AA/Kigali/ Henri Demarie
Conscients de la valeur du méthane dont regorge le lac Kivu, situé entre le Rwanda et la RD Congo, ainsi que du danger qui se rattache à sa non-exploitation, ces deux pays se sont engagés, récemment, sur un accord pour l'extraction de ce gaz des profondeurs du lac.
Le lac Kivu regorge de quelques 60 km3 de gaz méthane et de 300Km3 de dioxyde de carbone (CO2), une caractéristique qui peut, selon les cas, s'avérer bénéfique ou nuisible dans la mesure où ce gaz véhicule, d'une part, une potentielle source d'énergie et un danger (en cas de dégazage brutal).
En effet si la quantité de gaz qu'il abrite peut selon, les experts de la Communauté Economique des Pays des Grands Lacs, satisfaire une grande part des besoins énergétiques des habitants des deux rives, elle peut aussi représenter un réel danger, notamment en cas d'éruption limnique (éruption volcanique caractérisée par le dégazage brutal d'un lac méromictique - dont les eaux de surface et de profondeur se mélangent moins d'une fois par an et pour certains moins d'une fois par décennie- qui abrite les gaz volcaniques émis en continu par un volcan et accumulés durant des années dans les couches profondes du lac).
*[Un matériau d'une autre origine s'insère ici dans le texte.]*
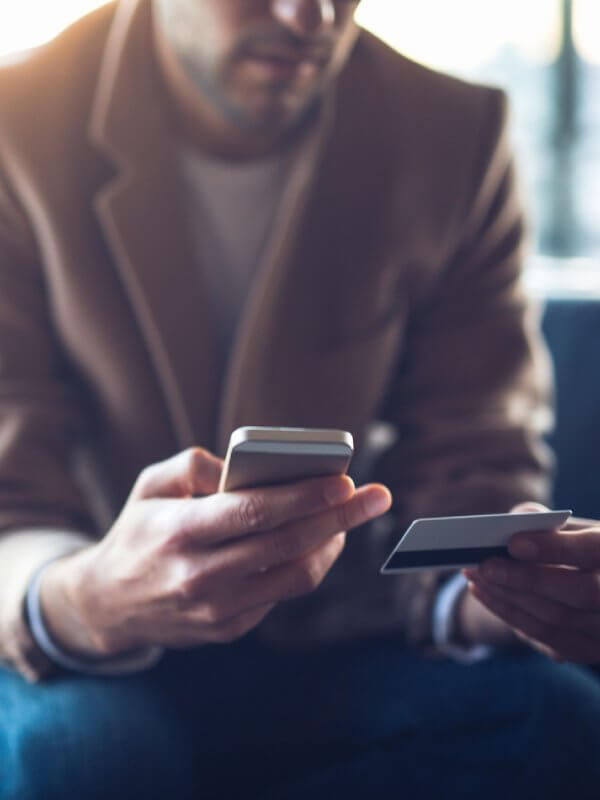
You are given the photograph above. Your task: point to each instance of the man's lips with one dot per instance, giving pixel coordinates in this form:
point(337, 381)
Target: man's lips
point(284, 68)
point(286, 64)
Un scénario qui risque d'arriver à tout moment et dont les conséquences seront lourdes, selon les experts, qui craignent une remontée des eaux profondes chargées en gaz mortel.
L'accord signé le 24 juin dernier, dans le cadre de la Communauté Economique des pays des Grands Lacs, par la RDC et le Rwanda, mais également le Burundi voisin en tant qu'observateur, permettra une exploitation conjointe (RDC et Rwanda) du méthane dans le lac qui s'étend sur 2700 Km2.
Les experts, réunis pour la signature, n'ont pas, toutefois, avancé de date précise pour le démarrage effectif du projet, se contentant de dire que les concertations étaient "en cours".
"C'est une mine d'or pour notre région ! Inexploitée ou mal exploitée, ce gaz constitue un danger pour nous tous, nous sommes conscients qu'on doit l'extraire pour le bien de tous et notamment celui des habitants des deux rives dont le nombre est estimé à deux millions entre la RDC et le Rwanda", a noté, dans une déclaration à Anadolu, Herman Tuyaga, secrétaire exécutif de la communauté économique des Pays des grands lacs.
Il a, en outre, précisé que des mécanismes de gestion appropriés seront mis en place en vue de garantir une exploitation équitable et respectueuse de l'environnement.
Le gaz extrait servira à couvrir le besoin domestique en gaz des habitants de part et d'autre du lac, une part sera, par ailleurs, destinée à la production d'électricité. Le Rwanda ayant déjà installé un dispositif destiné à cette fin.
Aujourd'hui, de nombreuses entreprises spécialisées dans l'extraction de gaz ont déjà manifesté leur intérêt pour l'extraction du gaz dans le Kivu.
Le gouvernement néerlandais s'est engagé à injecter 600 milles euros dans ce projet et l'Union Européenne a annoncé qu'elle compte, également, investir une enveloppe similaire.
Emmanuel Kamanzi, directeur général de la compagnie rwandaise d'électricité au Rwanda a relevé, dans une déclaration à Anadolu, que " Toutes les aides extérieures sont les bienvenues" et précisé que le gouvernement rwandais vise à faire d'une pierre deux coups en consacrant une part du gaz extrait à la transformation électrique.
Sur sa rive Nord, près de la localité de Rubavu, le gouvernement rwandais a, déjà, mis en place un projet pilote qui permet, actuellement, de produire 2 MW d’électricité à partir du méthane du lac.
Le gouvernement rwandais et l’entreprise publique de production et distribution d’électricité au Rwanda (EWSA) ont, en outre, signé avec l'entreprise américaine Contour Global qui se chargera de la transformation du gaz extrait durant 25 ans et le revendra à la compagnie publique en charge.
Selon un expert, interrogé par Anadolu, l'extraction du gaz sera faite sans forage, il sera plutôt pompé dans les couches inférieures (des eaux) du lac chargée en méthane, une fois cette eau remonte à la surface, elle libèrera les gaz (méthane et CO2) qui seront collectés séparément.
Le méthane sera acheminé vers une centrale sur la rive et le CO2 redissous dans l’eau qui sera renvoyée dans les profondeurs du lac.
La Communauté Economique des Pays des Grands Lacs a vu le jour en 1976. Elle vise notamment l'intégration économique des trois pays membres (Burundi, RDC, Rwanda) et le financement de projets communs dans le domaine énergétique.